In the current environment, there are several downside risks, and obviously a key risk remains Covid-19 and how the situation evolves in the months ahead, as countries wait to receive vaccines.

New strains of the virus are a concern, however, for now, there is no suggestion that vaccines will not protect against these new strains, but this could easily change.

Away from Covid-19, another risk for the market is that other OPEC+ members get frustrated that Russia and Kazakhstan are increasing output, while they are keeping output unchanged.

Therefore, there is the risk that other producers start to let compliance slip, particularly if they feel that Saudi Arabia will pick up the slack.

Finally, there remains a risk around how quickly Iranian supply could return to the market. However, given the recent news that Iran has increased its uranium enrichment, it is less likely that we see the US lifting sanctions against Iran anytime soon.

Implication for Nigeria

For most OPEC members, more supply in the market without a corresponding increase in demand is bad news for the global energy industry laid low by the demand-sucking pandemic.

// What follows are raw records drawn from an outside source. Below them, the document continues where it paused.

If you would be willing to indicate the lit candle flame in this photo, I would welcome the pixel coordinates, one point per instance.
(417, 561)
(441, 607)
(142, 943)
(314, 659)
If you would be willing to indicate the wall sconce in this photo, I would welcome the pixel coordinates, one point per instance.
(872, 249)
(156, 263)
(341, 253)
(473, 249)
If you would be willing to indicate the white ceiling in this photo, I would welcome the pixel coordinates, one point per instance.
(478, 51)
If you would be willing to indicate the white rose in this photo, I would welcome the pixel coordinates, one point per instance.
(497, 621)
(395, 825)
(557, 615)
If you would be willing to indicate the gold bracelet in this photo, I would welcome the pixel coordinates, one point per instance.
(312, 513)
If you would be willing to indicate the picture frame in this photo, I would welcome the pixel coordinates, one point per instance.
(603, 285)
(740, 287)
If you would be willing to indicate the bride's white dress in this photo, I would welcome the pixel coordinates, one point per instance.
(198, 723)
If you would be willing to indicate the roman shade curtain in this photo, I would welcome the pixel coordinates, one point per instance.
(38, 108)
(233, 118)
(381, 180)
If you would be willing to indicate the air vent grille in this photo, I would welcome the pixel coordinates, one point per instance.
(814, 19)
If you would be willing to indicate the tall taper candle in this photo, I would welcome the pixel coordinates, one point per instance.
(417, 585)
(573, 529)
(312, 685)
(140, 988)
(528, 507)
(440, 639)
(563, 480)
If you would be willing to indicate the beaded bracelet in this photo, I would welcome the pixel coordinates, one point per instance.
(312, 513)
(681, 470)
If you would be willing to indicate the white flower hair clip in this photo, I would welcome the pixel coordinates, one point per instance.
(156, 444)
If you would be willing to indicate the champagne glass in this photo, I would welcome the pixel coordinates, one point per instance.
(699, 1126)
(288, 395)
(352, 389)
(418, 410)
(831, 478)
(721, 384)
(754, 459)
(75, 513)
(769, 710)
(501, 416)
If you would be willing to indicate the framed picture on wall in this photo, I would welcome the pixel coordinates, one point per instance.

Nigeria needs the oil price to rise and in the worst case, remain steady at any price above the $40 benchmark of the 2021 budget while also maintaining oil production estimate of 1.86 million barrels (inclusive of condensates of 300,000 to 400,000 barrels per day).

“We think an above US$40/bbl Brent price remains healthy for the 2021 budget revenue projections which is critical to achieving the historic revenue numbers projected in an ambitious budget,” analysts at Lagos-based CSL Stockbrokers said in a research note.

Nigeria, Africa’s largest economy depends on earnings from oil to finance its N13.588 trillion 2021 budget.